Il faisait partie des gardes francophones de la police islamique de Daech, au début du califat, dans leurs prisons secrètes. On a très longtemps été retenus dans les sous-sols d'un hôpital pédiatrique.
Il torturait les Syriens, les Irakiens, les prisonniers. Quand il les emmenait aux toilettes, il les battait sur le chemin, aller et retour. On l'a entendu des nuits entières crier en français sur des Irakiens ou des Syriens qui ne parlaient que l'arabe et ne comprenaient pas ce qui leur arrivait. Il y avait un déchaînement de violence absolument incroyable.
Quand j'entends ses avocats dire que c'est quelqu'un qui peut être très poli, très urbain… Certainement. C'est quelqu'un de malin. Mais moi, je n'oublierai jamais sa capacité de violence et sa capacité de danger.
Honnêtement, on n'était pas très bien traités, c'est le moins que l'on puisse dire. Mehdi Nemmouche avait un petit jeu qu'il aimait beaucoup, c'était de nous écraser les ongles avec une pince en acier. Pendant les déplacements aux toilettes, il nous électrocutait avec des matraques électriques. Moi, il m'avait frappé quarante fois sur le haut du crâne avec une matraque plombée. Mais ce n'était rien à côté de ce qui se passait pour les prisonniers syriens qui, eux, étaient vraiment torturés, enchaînés, mis à l'intérieur d'un pneu, menottés autour de barres de fer, puis frappés sur la plante des pieds avec du fil électrique gainé.
Un grand jeu qu'ils avaient, c'était de torturer les gens devant la porte de notre cellule. Le matin, il nous arrivait d'avoir des cadavres égorgés devant la porte, de marcher dans leur sang avant d'aller jusqu'aux toilettes. C'est ça aussi, Medhi Nemmouche.
Dans un premier temps, de juin à octobre, on a eu une phase assez dure où il était uniquement dans la violence. Puis au mois d'octobre, il y a eu une bascule. Il a eu des ordres de ses chefs, puisqu'on avait visiblement une valeur que n'avaient pas les détenus syriens ou irakiens. Lui-même nous disait : 'T'es une grosse merde, j'aimerais te buter, mais mes chefs ne veulent pas que je le fasse.' Il était donc obligé de se contrôler, ce qu'il faisait. Ce qui prouve qu'il peut quand même être assez discipliné quand il veut.
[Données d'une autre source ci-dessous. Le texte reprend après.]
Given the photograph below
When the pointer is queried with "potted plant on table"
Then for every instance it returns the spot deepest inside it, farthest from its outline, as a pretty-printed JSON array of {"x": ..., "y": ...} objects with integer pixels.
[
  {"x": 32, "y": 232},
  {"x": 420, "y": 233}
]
À l'origine, c'est un délinquant qui s'est radicalisé. Lui-même se définit comme un petit délinquant passé dans le nettoyage ethnique religieux. Il passait ses journées à se vanter de rentrer dans les villages chiites, de violer les femmes devant leurs maris, d'assassiner leurs enfants et ensuite, de vider leurs frigidaires avant de déménager les meubles dans un camion. Puis il repartait en chantonnant ou en sifflotant du Aznavour. C'est une personnalité un peu particulière.
J'attends de ce procès que les gens réalisent à quel point ces personnes sont dangereuses. Il reste encore des gens comme lui, certains de ses anciens camarades en Syrie. Rappelons qu'il y a encore dans le nord de ce pays les frères Clain, ceux qui ont revendiqué le Bataclan, qui se trouvent dans ces dernières poches tenues par l'Etat islamique. Il y a aussi des gens comme Thomas Barnouin, aujourd'hui prisonnier des Kurdes, qui ont revendiqué l'assassinat des policiers de Magnanville. Que va-t-il se passer pour eux ? On va les relâcher dans la pampa et ils vont revenir faire des attentats ici ? Il y a quand même une certaine responsabilité à avoir, et bien se souvenir que l'on a des ennemis déclarés, et il ne faut pas toujours être des Bisounours."